A soldier I once knew...

This is an excerpt from something I wrote a long time ago. In retrospect, as kids we didn't understand ... I think. Being married to a veteran now, I do have more understanding.

He sat quietly most evenings in his small house. One might have called it a cottage for it was a poorly made clapboard building. It had two rooms, one was the kitchen, I mean it had a stove, a refrigerator, and a sink with a window over it. On one wall was an old black telephone a rotary phone. One bare bulb hung over the scarred linoleum and chrome table. The three chairs had torn seats with stuffing gaping from the holes. Later in life I was to wonder if he hadn’t furnished his place from pieces he scavenged out of the local dump.

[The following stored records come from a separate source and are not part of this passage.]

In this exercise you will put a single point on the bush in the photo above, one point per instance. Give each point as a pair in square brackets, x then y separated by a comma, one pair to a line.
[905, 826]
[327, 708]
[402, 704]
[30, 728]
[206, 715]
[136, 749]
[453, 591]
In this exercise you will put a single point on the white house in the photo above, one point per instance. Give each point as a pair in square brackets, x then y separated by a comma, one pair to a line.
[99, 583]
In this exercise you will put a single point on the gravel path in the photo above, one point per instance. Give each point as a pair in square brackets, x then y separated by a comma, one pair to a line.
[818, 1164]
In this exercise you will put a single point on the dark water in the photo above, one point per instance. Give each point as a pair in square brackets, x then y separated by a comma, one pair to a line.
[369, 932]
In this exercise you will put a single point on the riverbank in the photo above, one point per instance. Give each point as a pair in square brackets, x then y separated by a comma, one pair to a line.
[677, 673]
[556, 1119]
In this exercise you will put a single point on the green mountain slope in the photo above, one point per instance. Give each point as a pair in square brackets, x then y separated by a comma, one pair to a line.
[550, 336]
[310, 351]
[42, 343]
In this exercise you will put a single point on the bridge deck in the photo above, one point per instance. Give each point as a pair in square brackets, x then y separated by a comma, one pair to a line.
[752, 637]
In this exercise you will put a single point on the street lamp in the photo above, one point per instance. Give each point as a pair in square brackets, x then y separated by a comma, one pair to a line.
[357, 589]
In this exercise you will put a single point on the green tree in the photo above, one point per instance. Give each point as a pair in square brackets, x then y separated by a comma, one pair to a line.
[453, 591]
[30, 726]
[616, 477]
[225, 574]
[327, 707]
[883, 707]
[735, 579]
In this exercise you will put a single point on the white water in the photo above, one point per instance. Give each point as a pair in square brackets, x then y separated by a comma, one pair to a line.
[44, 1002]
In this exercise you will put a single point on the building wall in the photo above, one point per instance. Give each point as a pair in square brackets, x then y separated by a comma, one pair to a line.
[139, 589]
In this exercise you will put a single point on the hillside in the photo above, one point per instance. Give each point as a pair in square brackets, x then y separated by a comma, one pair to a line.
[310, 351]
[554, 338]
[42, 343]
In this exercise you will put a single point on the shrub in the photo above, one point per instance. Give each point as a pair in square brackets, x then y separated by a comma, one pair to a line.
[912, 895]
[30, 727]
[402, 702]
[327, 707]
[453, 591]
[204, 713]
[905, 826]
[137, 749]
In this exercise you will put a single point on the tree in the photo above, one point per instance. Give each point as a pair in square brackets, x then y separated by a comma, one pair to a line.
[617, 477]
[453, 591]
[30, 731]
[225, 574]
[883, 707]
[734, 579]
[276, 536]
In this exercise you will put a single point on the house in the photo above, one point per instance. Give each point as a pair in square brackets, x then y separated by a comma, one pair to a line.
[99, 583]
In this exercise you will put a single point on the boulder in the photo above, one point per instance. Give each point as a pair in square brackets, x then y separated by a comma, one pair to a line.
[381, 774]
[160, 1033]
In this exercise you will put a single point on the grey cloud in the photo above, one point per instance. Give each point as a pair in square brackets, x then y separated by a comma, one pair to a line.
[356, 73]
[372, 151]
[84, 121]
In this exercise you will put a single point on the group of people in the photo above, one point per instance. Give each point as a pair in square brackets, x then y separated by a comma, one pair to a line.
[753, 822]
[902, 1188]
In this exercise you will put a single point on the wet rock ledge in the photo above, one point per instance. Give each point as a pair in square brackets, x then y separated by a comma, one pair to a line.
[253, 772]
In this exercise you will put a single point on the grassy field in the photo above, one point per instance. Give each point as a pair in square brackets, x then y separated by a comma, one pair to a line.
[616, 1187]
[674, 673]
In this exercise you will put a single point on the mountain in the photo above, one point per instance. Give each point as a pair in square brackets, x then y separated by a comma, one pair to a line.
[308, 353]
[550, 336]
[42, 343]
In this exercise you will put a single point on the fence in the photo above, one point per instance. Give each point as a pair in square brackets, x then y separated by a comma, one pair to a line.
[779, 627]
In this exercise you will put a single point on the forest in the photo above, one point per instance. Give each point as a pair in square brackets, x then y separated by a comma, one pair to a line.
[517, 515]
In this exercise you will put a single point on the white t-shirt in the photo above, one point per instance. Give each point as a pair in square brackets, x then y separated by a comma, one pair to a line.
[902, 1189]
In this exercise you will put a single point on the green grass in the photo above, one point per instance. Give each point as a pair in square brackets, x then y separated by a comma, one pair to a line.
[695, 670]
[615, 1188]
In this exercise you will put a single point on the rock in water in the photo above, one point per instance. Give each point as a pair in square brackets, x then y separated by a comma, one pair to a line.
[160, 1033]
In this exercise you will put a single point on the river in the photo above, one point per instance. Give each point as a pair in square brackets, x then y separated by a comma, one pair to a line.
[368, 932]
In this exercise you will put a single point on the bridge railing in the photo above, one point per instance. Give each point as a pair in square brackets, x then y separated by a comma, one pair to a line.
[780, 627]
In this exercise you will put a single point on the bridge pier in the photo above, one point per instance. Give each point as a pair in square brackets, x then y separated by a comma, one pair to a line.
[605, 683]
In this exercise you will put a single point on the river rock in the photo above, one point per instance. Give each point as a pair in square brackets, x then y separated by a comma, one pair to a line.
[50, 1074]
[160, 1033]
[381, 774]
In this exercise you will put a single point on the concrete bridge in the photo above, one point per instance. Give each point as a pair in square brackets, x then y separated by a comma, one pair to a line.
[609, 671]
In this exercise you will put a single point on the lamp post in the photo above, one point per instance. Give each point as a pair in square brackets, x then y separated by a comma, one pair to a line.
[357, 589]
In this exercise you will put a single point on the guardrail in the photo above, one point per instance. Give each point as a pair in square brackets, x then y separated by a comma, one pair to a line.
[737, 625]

I never saw the second room; I assume it was the place where he slept. All the windows were covered except the one over the sink. It looked out over the yard that my uncle owned with him. The view was of the large ancient oak tree with a kid’s rope hung to the lowest branch. The grass under the rope was worn to dirt from years of many bare feet scuffing it while swinging. Come to think of it, he must have had a bathroom, but then again perhaps he didn’t. My uncle, his brother was one of the first in the family to have a real toilet that flushed and a tub. The house had no basement; the siding was gray speckled tar paper with barn red paint on the eves and trim.

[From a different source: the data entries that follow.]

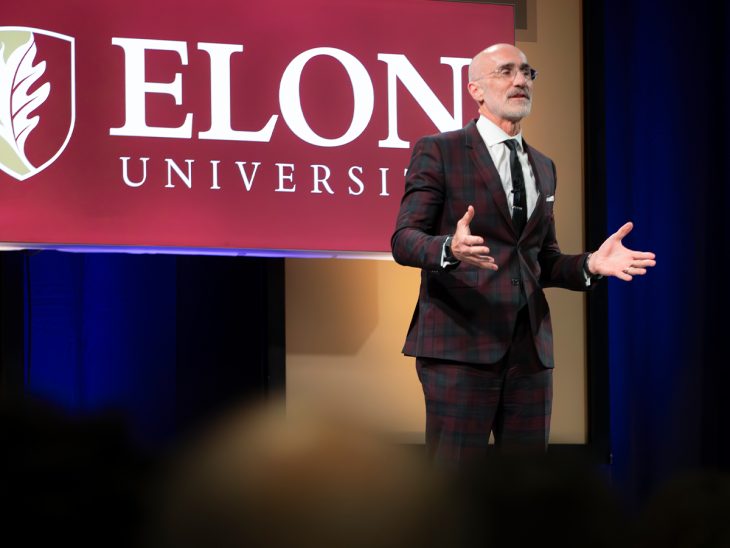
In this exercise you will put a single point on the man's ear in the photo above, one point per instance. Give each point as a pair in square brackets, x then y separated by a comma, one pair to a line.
[476, 92]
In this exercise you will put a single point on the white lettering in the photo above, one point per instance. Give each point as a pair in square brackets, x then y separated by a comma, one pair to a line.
[400, 68]
[214, 169]
[125, 172]
[355, 180]
[285, 177]
[319, 179]
[220, 98]
[135, 88]
[248, 183]
[291, 106]
[384, 181]
[187, 179]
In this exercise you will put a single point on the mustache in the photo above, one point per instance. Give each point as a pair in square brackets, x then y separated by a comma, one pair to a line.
[516, 92]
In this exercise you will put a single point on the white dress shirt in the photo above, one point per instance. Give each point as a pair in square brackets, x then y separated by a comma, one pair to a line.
[494, 137]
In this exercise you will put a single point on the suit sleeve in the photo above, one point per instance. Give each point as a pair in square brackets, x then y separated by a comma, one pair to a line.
[556, 268]
[415, 241]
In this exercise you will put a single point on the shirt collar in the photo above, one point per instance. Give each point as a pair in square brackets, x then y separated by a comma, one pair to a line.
[492, 134]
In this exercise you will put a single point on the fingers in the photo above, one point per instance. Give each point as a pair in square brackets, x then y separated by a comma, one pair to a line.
[466, 219]
[624, 230]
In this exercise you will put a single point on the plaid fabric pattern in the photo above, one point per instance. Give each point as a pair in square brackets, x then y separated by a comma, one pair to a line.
[468, 314]
[465, 403]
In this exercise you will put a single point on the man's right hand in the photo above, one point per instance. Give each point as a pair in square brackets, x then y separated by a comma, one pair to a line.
[470, 249]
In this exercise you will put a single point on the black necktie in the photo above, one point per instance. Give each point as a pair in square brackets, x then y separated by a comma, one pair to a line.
[519, 203]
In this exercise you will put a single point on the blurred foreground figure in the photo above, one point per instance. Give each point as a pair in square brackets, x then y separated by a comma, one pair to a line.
[690, 511]
[261, 480]
[526, 500]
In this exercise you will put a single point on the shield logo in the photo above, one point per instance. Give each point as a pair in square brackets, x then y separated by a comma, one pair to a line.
[37, 99]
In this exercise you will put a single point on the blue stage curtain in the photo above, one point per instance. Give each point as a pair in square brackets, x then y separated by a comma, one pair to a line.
[666, 89]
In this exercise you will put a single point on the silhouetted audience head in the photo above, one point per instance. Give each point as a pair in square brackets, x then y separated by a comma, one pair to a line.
[689, 511]
[524, 500]
[260, 480]
[68, 480]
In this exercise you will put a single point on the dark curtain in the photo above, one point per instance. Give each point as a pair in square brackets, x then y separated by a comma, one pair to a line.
[161, 343]
[659, 107]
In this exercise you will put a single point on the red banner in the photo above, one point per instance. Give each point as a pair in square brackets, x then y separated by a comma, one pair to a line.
[278, 126]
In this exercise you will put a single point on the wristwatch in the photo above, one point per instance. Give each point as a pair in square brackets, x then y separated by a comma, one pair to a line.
[585, 268]
[448, 255]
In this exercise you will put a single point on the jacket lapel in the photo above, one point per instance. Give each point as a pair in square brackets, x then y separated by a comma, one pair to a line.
[543, 192]
[485, 167]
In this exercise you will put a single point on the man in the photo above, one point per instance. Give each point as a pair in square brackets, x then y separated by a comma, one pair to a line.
[477, 218]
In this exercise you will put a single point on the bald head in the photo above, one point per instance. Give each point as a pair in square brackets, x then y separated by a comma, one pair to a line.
[488, 59]
[500, 81]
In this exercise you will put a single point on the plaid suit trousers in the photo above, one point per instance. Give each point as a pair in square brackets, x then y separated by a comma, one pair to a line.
[511, 399]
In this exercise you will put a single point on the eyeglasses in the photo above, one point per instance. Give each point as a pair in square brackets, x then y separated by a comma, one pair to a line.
[510, 71]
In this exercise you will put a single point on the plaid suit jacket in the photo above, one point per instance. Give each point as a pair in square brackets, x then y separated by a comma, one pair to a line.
[468, 314]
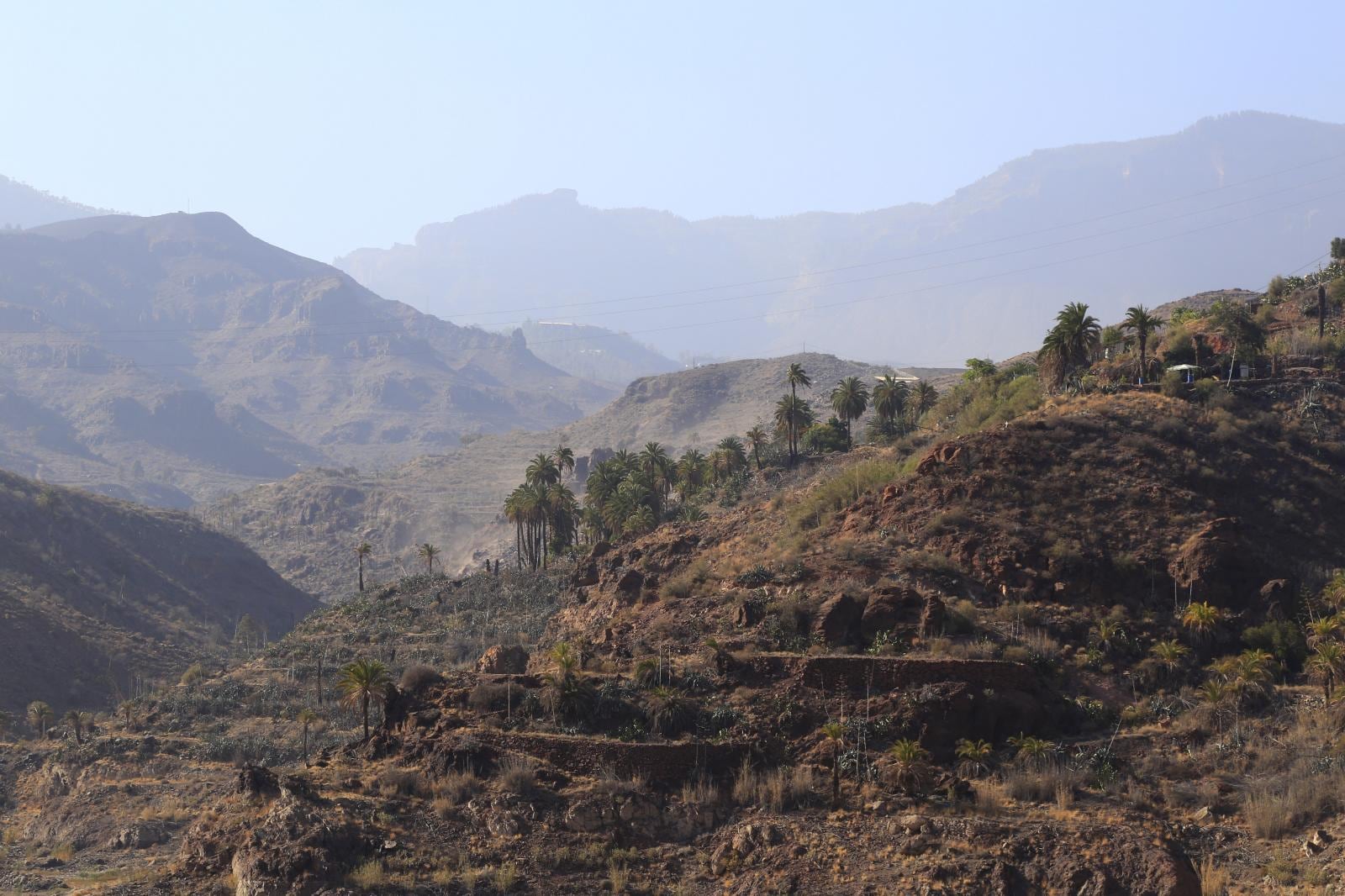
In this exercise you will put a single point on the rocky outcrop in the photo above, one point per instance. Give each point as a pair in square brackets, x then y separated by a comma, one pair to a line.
[1215, 564]
[504, 661]
[838, 619]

His name was Arnold. He was my Aunt’s brother in law. Lyle and Arnold had served in World War II. Of course I’d known about it, after all I’d seen Hogan’s Heroes and Combat on television. My cousins said that Arnold was weird, something had happened “over there” to make him very strange. He was deaf in one ear; they said and had lost his sense of smell. This caused great fun if someone was sitting near him at a meal and passed gas. We kids would watch his face for some sign and would giggle behind our hands while our folks would give us dirty stares.

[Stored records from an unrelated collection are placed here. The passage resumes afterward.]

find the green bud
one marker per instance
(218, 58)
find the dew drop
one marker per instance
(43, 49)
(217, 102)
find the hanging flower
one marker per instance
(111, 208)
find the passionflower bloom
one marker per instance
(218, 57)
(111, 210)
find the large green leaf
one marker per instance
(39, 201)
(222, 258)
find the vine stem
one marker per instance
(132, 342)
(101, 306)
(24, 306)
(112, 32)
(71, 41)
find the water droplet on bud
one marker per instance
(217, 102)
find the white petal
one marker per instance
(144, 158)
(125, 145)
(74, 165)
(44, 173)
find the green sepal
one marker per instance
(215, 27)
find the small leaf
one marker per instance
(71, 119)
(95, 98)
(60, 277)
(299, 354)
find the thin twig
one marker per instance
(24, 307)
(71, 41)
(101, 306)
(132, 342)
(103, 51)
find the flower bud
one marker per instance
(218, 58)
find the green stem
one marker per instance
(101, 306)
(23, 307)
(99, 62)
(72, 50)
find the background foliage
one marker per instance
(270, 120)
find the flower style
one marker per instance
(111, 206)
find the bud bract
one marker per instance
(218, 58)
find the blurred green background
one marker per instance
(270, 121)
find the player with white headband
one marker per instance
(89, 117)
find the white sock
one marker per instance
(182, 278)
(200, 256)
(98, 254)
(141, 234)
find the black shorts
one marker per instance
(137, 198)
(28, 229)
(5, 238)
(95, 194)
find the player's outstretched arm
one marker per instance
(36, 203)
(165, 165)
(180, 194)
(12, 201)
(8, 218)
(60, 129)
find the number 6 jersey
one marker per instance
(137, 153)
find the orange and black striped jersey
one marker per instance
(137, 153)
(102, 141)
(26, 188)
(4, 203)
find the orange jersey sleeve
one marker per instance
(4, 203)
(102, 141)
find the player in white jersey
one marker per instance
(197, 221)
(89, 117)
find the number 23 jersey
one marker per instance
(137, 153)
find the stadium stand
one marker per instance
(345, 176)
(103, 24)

My dad once chastised my sister and I when he caught us planning to play tricks on Crazy Arnold with our mischievous cousins. Dad explained that Arnold was Shell Shocked and not quite right. We just knew he was weird and weird meant he would be the brunt of kid’s pranks.

One night our parents were gone and we were left to our own devices. I don’t know how it came about, but one of us had to walk across the yard and borrow something from “odd” Arnold. Somehow I drew the short straw. I stood on the wooden step and knocked lightly, then louder. Slow steps came to the door, the curtains parted, then the outside light flicked on. I trembled in my bare feet which were wet and cold from the summer dew. I crossed my arms across my chest and squinted into the light. “Um, those guys sent me to get some sugar, we’re making, um…koolaid.” The curtain dropped back into place and I heard the lock click open. That in itself surprised me—no one locked their doors, after all it was 1968 and we were in the middle of nowhere.

Arnold stood before me, a short man with dark hair that was rapidly balding. He was dressed in work jeans that were still covered with concrete dust. His jean shirt was rolled up at the sleeves. His hands were clean but looked rough, I guess part of trade as a brick layer. His dark eyes flitted over me and then through me. finally, without speaking a word he backed up and motioned me inside. I stood in the small kitchen nervously clutching the cup I had in my hand. He motioned me towards one of the chairs.

“Sit”, he said. He pulled an enamel coffee pot off the stove and poured himself a cup. He glanced at me and smiled, “It’ll stunt your growth.” He sipped the strong smelling coffee and picked up a cigarette that was in the ashtray. He smoked it down to the butt staring at the smoke as it curled and eddied being pulled out the window by a faint breeze.

I waited not knowing whether I should just bolt out the door or wait. Even as young as I was I felt that he was waiting to tell me something. On the wall was a photo of him and my uncle Lyle in dress uniforms. Lyle had been cavalry that much I knew.

“You and my uncle were soldiers weren’t you.” It was a statement really. He squinted his eyes as he cupped his hands to light another smoke. “Yes,” he said quietly, “we were soldiers. We fought the Germans. It was…” he shook his head slowly and pulled deeply on the cigarette and followed it with a sip of coffee. “It was war... things happened.”

“Like worse than on T.V.?” I asked. He looked at me and then that far away look came to his eyes. “Worse,” he nearly whispered but not to me, to the room, “but in color.” I wiped my hands on my shorts.

“So like did you have to kill people and stuff?” I immediately regretted my words. No one I knew ever talked to Arnold about the War, no one. “I’m sorry,” I stuttered, “I shouldn’t have said that. Um maybe I should leave.”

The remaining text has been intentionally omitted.